I'm trying to understand here a little bit of plastic analyses,but i can understand in the page of the book bellow,why the work at the plastic hinge is equal to MPx2theta?why MP and not MA?
can someone explain me this with some angle relation or trigonometrics?

the second is why the displacement of the working load is equal to W(L/2xtheta), why this result?

Is the work at the plastic hinge, the external work?
Is the displacement of the working load the internal work?

Thanks.

http://img441.imageshack.us/img441/754/plasticanalysis.png [Broken]

Last edited by a moderator: May 4, 2017
2. Apr 5, 2009

### nvn

em07189: The elastic moment is Ma, if the beam is not yielding. If you continue increasing the applied load, the moment will increase to the plastic moment Mp, when the beam collapses. The work done at the plastic hinge is Mp*2*theta, because a midspan moment Mp rotates through an angle 2*theta, where theta is just an arbitrary rotation angle, shown in the diagram. For a simply-supported beam having an applied midspan point load W, the support reaction force is 0.5*W, located at a distance 0.5*L from the beam midspan. Therefore, the external work done by each support reaction force on the beam midspan is 2(0.5*L)(0.5*W)(theta) = 0.5*W*L*theta. The work of Mp at the plastic hinge is the internal work. The work due to displacement of the applied load W is the external work.

3. Apr 5, 2009

### em07189

HI nvn!

And thanks for you help.

But i'm still not understanding why the work at the plastic hing gives MP*2theta?

why the workdone at the tree plastic hinges is =MP(theta+2*theta+theta)?

and why work done by the displacement of the load=W/L*L/2*L/2*theta? why this reaults?

thanks again.

4. Apr 5, 2009

### nvn

em07189: Keep in mind, posts 1 and 2, and equations 2.24 and 2.25, refer to a preceding diagram, which you did not post. Only equations 2.26 and 2.27 refer to figure 2.20. Work is defined as a force translating through a distance, or a torque rotating through an angle. For the unshown beam, the beam rotates through two angles theta; therefore, the internal work is Mp*2*theta.
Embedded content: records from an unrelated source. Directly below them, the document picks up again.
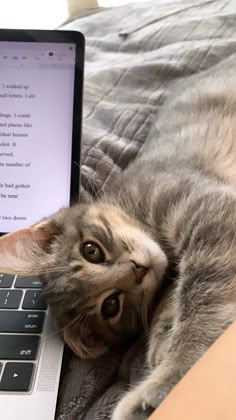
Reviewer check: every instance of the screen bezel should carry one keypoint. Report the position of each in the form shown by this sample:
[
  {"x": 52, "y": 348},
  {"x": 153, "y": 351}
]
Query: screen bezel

Your last two questions in post 3 refer to figure 2.20. The beam rotates through four angles theta. Therefore, the internal work is Mp*4*theta. I currently don't have an explanation for your last question, because the author does not show his derivation. And the way he has written W is unclear. If the uniform load were w, having units of force per unit length, then equation 2.27 would be Mp = w*(L^2)/16, which is the correct answer. If W = w*L, then this becomes Mp = W*L/16. But I currently don't have an explanation for equation 2.26.b.